What am I afraid of? Being good enough for them to stand for a length of time. That I'm worth it.

Could someone really love me? Well I hope they could. I hope I have that in me that someone could.

Could I let them? Without a doubt. I think it is something that grows in people also. Not sure I'm a believer in "Love" at first site. "LUST" without a doubt but that fades if you genuinly don't care.

Can I give myself completely to someone else? I think most of it is I have to trust someone. I have to feel it is mutual, but I do think I could and almost have before.

Am I supposed to? I think this is the only way to be with someone.

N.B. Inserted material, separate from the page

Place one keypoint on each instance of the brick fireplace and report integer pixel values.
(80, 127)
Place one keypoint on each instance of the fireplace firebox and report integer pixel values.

OK that's enough I do have a few more I won't share but WOW can't believe I shared what I did. LOL

I've been in a lonely mode lately. I've been extra attentive to my surrounding espeically when I see couples and people together. I know it has to do with a few things going on right now in my life. I'm not totally sad or depressed or anything like that really so don't get me wrong. It's just a lot of strong urges and wants coming about. My trip to Seattle kind put some things in my mind as I said before. Some stronger conclusions I've come to about myself and what I want. Some things in other people lives in the last month or two also have made me think a lot. Some conversations here and there.

Well crap I've rambled again and was going to keep this one shorter than the novel last night. LOL But oh well, such is life. Or at least mine. Thanks for listening and take care.